Ministro checo dice que Israel "es un país civilizado rodeado de enemigos incivilizados"
Jerusalén, 14 abr (EFE).- El ministro checo de Exteriores, Petr Macinka, insinuó este martes en Jerusalén que a Israel no se le puede exigir el mismo respeto por los derechos humanos que a otros ya que es un "país civilizado rodeado de enemigos incivilizados", y comparó su situación con la de una "aldea de caníbales".
"Israel es un país civilizado rodeado de enemigos incivilizados (...) Ese es el problema. No saben a qué se enfrenta Israel", dijo Macinka, en una rueda de prensa en Jerusalén con su homólogo israelí, Gideon Saar, tras expresar su oposición a la "democracia liberal" que los europeos progresistas "solo piensan en exportar".

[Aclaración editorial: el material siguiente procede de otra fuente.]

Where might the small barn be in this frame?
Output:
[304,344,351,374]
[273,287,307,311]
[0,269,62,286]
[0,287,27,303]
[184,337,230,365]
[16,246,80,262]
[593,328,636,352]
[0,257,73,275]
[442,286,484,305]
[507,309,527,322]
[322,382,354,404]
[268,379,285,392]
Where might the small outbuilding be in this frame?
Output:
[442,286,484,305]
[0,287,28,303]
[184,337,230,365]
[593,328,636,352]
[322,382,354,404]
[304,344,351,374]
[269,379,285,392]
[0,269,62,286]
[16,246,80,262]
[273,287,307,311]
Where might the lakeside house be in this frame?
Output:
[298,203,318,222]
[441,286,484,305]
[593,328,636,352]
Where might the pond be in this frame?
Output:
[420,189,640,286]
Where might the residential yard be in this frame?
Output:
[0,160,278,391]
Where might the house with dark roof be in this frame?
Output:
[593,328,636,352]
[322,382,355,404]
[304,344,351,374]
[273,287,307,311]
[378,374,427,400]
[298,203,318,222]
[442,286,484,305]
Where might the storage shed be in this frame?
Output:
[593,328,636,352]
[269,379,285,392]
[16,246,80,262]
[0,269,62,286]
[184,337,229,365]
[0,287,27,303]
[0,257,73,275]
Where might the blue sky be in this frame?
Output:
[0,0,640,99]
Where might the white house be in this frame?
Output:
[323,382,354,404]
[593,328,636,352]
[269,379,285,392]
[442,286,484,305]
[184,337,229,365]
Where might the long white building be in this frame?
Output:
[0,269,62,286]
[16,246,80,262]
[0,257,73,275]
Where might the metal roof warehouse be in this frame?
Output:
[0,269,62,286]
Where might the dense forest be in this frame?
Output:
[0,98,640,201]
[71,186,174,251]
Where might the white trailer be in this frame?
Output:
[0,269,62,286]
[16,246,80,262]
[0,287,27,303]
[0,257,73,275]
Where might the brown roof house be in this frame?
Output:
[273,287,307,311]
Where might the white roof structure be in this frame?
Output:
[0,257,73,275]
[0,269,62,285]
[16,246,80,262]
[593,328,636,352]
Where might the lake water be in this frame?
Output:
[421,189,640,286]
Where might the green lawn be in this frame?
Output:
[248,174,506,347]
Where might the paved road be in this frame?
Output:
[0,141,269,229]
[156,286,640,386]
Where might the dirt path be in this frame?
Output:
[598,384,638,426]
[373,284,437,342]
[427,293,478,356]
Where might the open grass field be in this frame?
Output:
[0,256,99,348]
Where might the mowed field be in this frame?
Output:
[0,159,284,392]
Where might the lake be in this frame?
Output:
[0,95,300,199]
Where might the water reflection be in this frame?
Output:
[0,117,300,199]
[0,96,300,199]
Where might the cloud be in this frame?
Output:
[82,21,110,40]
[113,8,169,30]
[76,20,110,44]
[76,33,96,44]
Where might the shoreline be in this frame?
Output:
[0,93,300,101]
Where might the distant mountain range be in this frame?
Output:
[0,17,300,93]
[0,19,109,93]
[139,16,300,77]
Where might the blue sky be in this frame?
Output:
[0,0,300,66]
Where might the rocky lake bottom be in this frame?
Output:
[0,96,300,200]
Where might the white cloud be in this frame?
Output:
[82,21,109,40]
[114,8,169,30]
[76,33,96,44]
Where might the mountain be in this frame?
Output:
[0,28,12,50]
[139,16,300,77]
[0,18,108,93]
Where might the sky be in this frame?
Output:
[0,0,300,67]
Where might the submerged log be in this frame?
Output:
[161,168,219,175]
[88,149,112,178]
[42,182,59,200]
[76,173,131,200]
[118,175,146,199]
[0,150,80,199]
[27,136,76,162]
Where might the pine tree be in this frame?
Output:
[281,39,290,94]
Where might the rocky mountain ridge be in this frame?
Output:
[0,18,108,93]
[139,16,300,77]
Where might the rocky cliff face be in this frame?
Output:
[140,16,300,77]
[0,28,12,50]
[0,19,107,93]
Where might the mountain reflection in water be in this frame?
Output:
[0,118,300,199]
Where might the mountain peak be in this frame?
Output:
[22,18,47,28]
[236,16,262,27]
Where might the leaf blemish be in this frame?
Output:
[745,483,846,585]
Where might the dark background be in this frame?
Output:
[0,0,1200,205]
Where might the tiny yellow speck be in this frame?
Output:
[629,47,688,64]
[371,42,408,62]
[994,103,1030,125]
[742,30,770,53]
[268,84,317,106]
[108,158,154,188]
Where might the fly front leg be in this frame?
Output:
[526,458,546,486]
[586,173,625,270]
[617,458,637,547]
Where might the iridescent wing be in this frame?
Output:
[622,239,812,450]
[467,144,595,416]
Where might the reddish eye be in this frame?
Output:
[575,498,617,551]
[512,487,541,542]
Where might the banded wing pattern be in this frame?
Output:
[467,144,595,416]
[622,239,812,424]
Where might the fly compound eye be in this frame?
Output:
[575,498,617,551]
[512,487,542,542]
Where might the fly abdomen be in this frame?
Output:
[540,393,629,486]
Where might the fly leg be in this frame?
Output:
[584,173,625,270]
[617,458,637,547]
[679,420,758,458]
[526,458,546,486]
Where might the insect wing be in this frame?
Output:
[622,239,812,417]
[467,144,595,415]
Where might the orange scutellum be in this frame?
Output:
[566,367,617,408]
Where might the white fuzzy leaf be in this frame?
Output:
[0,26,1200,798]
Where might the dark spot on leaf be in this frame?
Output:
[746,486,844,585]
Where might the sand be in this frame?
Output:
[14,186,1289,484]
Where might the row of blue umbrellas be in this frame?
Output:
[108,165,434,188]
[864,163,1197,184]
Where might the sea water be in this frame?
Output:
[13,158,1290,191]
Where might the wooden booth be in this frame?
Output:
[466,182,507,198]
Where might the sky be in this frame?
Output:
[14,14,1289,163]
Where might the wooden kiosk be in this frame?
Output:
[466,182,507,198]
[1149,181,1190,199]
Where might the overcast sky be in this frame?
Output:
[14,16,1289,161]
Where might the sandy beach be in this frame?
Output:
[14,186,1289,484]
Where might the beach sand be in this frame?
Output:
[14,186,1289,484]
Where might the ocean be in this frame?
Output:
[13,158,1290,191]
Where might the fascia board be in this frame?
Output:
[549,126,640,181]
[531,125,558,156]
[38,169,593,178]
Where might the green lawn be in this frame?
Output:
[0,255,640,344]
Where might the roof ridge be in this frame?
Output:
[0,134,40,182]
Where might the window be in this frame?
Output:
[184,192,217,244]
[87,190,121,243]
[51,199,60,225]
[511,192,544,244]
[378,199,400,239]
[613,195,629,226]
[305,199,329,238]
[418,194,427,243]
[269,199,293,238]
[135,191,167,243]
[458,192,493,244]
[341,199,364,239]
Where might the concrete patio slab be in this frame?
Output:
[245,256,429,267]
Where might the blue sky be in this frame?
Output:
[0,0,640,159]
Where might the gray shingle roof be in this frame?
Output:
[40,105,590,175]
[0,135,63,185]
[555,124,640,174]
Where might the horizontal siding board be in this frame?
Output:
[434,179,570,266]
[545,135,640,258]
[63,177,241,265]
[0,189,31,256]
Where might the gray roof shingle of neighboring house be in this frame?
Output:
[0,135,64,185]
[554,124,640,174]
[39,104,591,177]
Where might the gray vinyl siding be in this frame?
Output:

Macinka añadió que se está juzgando a Israel "porque intentan mirarlo con sus ojos liberales, democráticos y defensores de los derechos humanos", lo que describió como una posición ingenua, y puso el ejemplo de una aldea caníbal.
"No entienden que, como dije hoy en una pequeña broma, es como si llegaran a una aldea de caníbales y dijeran: 'Los amamos porque respetamos los derechos humanos'. Y los caníbales responden: 'Bueno, nosotros también los amamos, ¡buen provecho!'", dijo el ministro.
Por su parte, Saar respondió que no se trata de que Israel sea o no juzgado por sus derechos humanos, sino de la "imagen falsa" a su juicio que algunos países transmiten.
"No es que estas personas juzguen los derechos humanos en este país. Tienen mucho poder, y además difunden una imagen falsa de la historia porque consideran a Israel un proyecto colonial. Nosotros somos el pueblo indígena de esta tierra", dijo el político.
Preguntado por el traspaso de la embajada de la República Checa de Tel Aviv a Jerusalén, Macinka dijo que la decisión no tiene fecha y no depende solo de él, sino del gobierno de coalición, pero aseguró que es un acto que a él "personalmente" le gustaría abordar e inaugurar como ministro de Exteriores.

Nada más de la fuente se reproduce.